10 Steps to Meal Plan on a Budget

10 Steps to Meal Plan on a Budget -
10 Steps to Meal Plan on a Budget

People meal plan for a variety of reasons, you may be on a tight budget and trying to find meals that’ll suit your budget, or you may be looking at paying off your mortgage faster, saving a deposit for a house, buying a new car, or putting money aside for Christmas and birthdays. It may be all of these reasons. The good news is that starting a meal plan is easy and if you fill it with foods you and your family like then following it will be a breeze.

The best way to start is to work out your budget. How much have you allocated for food each week? Now look at what you’re currently spending on food. Don’t just take a guess, you’ll most likely be spending more than you thought. Actually look at your grocery receipts and bank accounts. Once you know your budget, you can start writing your meal plan and see how much you’re saving each week by following it.

  1. If you’ve never created a meal plan before, start by writing a list of your usual meals along with the required ingredients. Don’t over think things.
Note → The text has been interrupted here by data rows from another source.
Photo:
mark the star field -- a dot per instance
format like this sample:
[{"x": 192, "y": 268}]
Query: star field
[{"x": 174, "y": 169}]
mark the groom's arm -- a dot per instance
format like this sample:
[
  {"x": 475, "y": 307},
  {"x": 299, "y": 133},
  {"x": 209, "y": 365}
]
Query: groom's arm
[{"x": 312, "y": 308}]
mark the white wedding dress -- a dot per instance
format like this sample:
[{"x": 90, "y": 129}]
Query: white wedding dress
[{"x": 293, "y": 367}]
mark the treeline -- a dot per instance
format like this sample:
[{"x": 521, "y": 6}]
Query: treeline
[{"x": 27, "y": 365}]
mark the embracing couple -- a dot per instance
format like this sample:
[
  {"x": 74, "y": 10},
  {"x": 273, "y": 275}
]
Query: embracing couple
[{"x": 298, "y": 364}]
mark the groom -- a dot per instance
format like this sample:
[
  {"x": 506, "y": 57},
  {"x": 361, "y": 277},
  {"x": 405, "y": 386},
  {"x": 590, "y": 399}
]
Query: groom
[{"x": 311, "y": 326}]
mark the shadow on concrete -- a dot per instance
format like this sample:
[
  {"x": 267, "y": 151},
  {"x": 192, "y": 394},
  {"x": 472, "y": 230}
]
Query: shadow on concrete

Breakfast and lunch can be simple. eg breakfast can be porridge, toast or cereal and lunch can be leftovers from the night before or sandwiches. Dinner can be protein and an easy side. Use the Woolworths or Coles website to price up how much each meal will cost. It’s a good idea to to keep these costings in a safe place because you can use them for your next meal plan too.
  2. You might like to start meal planning for a week at a time while you get used to it. Work out which meals you would like to eat that week and allocate them to a particular day. Work out how much your planned meals are costing you and revise the menu if you’ve gone over budget.
  3. Try and have 1 or 2 nights of cheap eats per week. A cheap eat is something cheap like an easy fried rice, scrambled eggs on toast or pasta with a simple tomato/herb sauce.
  4. Plan for leftovers. It costs very little to bulk up a meal to get an extra serving or 2. You can use whatever vegetables are on hand (or buy a 1kg bag of frozen mixed veg for about $1.60), a tin of beans or add some rice depending on what the meal is. You can use these leftovers for lunch the next day or even dinner the following night.
  5. Now it’s time to write your shopping list. Before you go shopping, look in your pantry/fridge/freezer do you already have some of the ingredients you need?
  6. When you get to the supermarket, check what’s on sale this week? Are there any items reduced for quick sale that you could plan a meal around? If you find a good special, you can replace one of your meals with a cheaper alternative. Shop home brand items where possible.
  7. Buy discounted gift cards if you can. Check with your insurers to see if they offer any discounts on gift cards. eg buy Woolworths gift cards through Seniors Card NSW portal (5%), NRMA (5%), Suncorp (3%), NIB (4%)and Coles gift cards through NIB (4%), Suncorp (3%) and Seniors Victoria (3%).
  8. If something is on sale and you use a lot of it, don’t be afraid to stock up. There’s no point paying full price for it next week if you don’t have to. Sometimes you have to spend money to save money.
  9. Are there any vegetables, fruits or herbs you can grow at home to save money? You can grow a lot of vegetables from your vegetable scraps.
  10. Try online shopping to reduce impulse buying OR click and collect (no fee). This way you’ll know exactly what price you will be paying and if you’ve gone over budget you can rethink your meal plan.